Would you willingly walk into a war zone?
“I go to tell the story , we take risks out of curiosity, out of a desire to tell the story. Curiosity is the first requirement of any journalist”.
Words from Sami Ketz, Bureau Chief for AFP in Beirut and a war reporter. He was talking about his experiences in Iraq.
“ War is the broken life of the conscript and the stoicism of his Mother ,” continued Sami, “It is also courage and humanity”. Then he told us about Mohammed Abbas Hassan. Mohammed was a 40 year old bus driver living in Baghdad. As the conflict got worse and worse and life for ordinary Iraqis got more and more terrifying, the bus drivers emerged as unlikely heroes. Mohammed, spent every night sleeping by his bus so that he could go to work in the morning. He didn’t see his wife, he didn’t see his children. His bus became a taxi, an ambulance and a hearse. “ People were so afraid, passengers asked me to drive them straight to their doors. I did it. It was the human conscience that made me do it.”

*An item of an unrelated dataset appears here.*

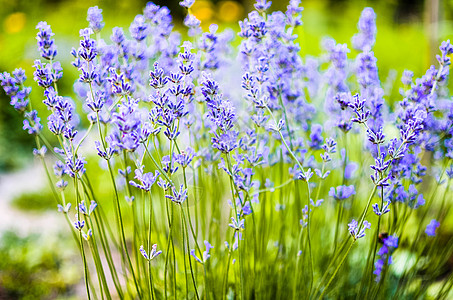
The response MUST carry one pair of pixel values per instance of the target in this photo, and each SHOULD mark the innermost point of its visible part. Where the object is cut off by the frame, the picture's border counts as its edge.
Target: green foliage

Stories apart, there was also plenty of advice on good journalistic practices and discussion of how to keep sane and accurate in the constant media storm we work in. But the subject that raised probably the most debate was that of “War Tourists”.

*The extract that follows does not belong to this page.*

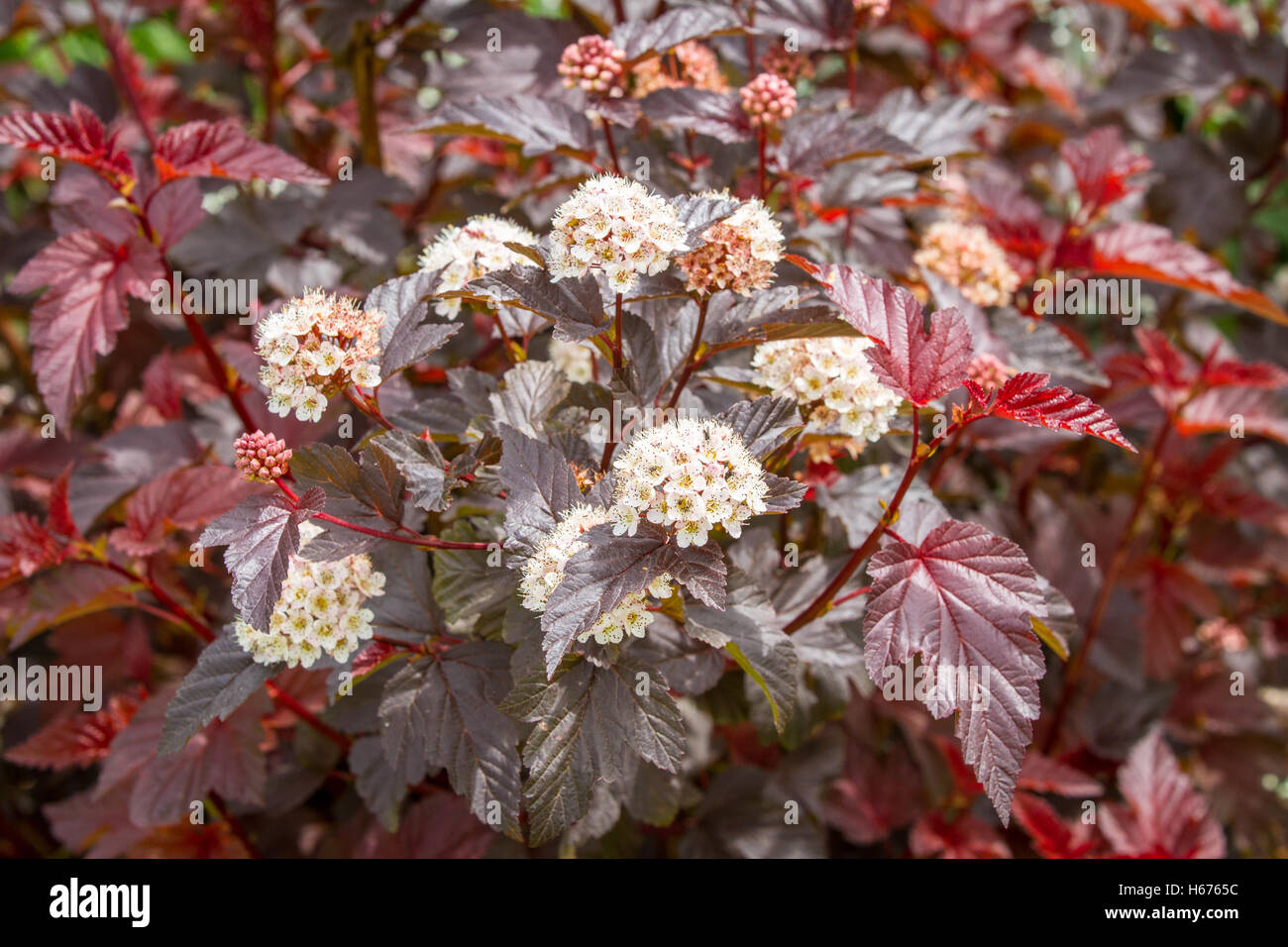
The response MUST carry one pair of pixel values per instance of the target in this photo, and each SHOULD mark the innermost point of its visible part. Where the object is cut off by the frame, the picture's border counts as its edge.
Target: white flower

In Syria last year 87 journalists/artists/writers were killed according to Ayman Mhanna from the SKeyes Center. One of his concerns is the vulnerability of the “ War Tourist” – the freelance journalist, often young and hungry – who parachutes themselves into a conflict without the training, back up and insurance of a big media outlet. The phenomenon is “fuelled by the Western Media who buy their stories, “ says Ayman, and the journalists are being killed and kidnapped. But, Sami had a different perspective – for him it was all about the work, “I saw War Tourists (in Syria) and they are giving us stories that are wonderful!” . And“ In a conflict it is a way for young journalists to make a name, you have to give them a chance to, “ added Emilie Sueur of L’Orient Le Jour.
As the sessions ended and we all got ready to go and eat, fuel up on coffee and get to say all the things we hadn’t had time for. I asked the million dollar question – “ So how many of you want to be war correspondent?” About 15 students got to their feet – brave souls all!